Banktransfer: Handle trailing commas in headers for Lloyds Bank CSV files (#4782)

Lloyds Bank (UK) CSV files include a trailing comma in the header row
but not in the data rows, causing the `csvimport.parse` function to
skip the data rows. This occurs because the header length exceeds the
row length, making them unequal to `hint.cols`.

This commit adjusts the length check to allow a range of acceptable row
lengths, from the index of the last non-empty column in the header to
`hint.cols`. This ensures compatibility with headers containing one or
more trailing commas without affecting rows with correctly labelled columns.
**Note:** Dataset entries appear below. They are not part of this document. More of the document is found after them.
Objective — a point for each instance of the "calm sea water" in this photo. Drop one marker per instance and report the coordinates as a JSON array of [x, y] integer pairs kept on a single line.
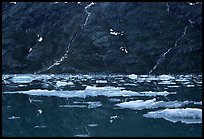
[[102, 105]]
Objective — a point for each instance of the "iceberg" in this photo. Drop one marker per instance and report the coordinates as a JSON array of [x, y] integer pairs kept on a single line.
[[184, 115]]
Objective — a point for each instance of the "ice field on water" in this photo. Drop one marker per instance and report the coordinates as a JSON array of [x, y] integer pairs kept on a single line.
[[101, 105]]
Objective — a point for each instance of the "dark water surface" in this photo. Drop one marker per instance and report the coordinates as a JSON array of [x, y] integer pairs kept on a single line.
[[102, 105]]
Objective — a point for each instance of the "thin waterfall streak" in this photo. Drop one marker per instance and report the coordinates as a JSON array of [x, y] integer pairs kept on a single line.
[[184, 33], [167, 4], [163, 55], [58, 62], [88, 13], [160, 60]]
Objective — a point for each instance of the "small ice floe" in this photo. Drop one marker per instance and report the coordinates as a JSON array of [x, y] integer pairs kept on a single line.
[[22, 79], [13, 118], [94, 104], [92, 125], [198, 103], [34, 100], [60, 83], [123, 49], [40, 126], [40, 111], [166, 82], [174, 86], [166, 77], [184, 115], [113, 118], [88, 6], [133, 76], [151, 104], [190, 3], [72, 106], [101, 81], [22, 85], [13, 2], [30, 50], [82, 135], [116, 33], [40, 39], [190, 85]]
The solution avoids breaking changes by leaving underlying data structures
untouched. Alternative approaches, such as dropping trailing commas before
parsing or removing empty elements after parsing, were avoided due to
potential risks. Specifically, trailing columns might contain data that
banks provide but fail to label in the header row.
This commit is contained in:
Kian Cross
2025-02-05 15:56:28 +00:00
committed by GitHub
parent 03d3879787
commit 5d4b218aa6
3 changed files with 42 additions and 1 deletions

View File

@@ -30,6 +30,19 @@ class HintMismatchError(Exception):
pass
def check_row_length(data, hint, row):
valid_lengths = [hint['cols']]
header = data[0]
for i in range(len(header) - 1, 0, -1):
if header[i]:
break
else:
valid_lengths.append(hint['cols'] - (len(header) - i))
return None not in row and len(row) in valid_lengths
def parse(data, hint):
result = []
if 'cols' not in hint:
@@ -39,7 +52,7 @@ def parse(data, hint):
good_hint = False
for row in data:
resrow = {}
if None in row or len(row) != hint['cols']:
if not check_row_length(data, hint, row):
# Wrong column count
continue
if hint.get('payer') is not None: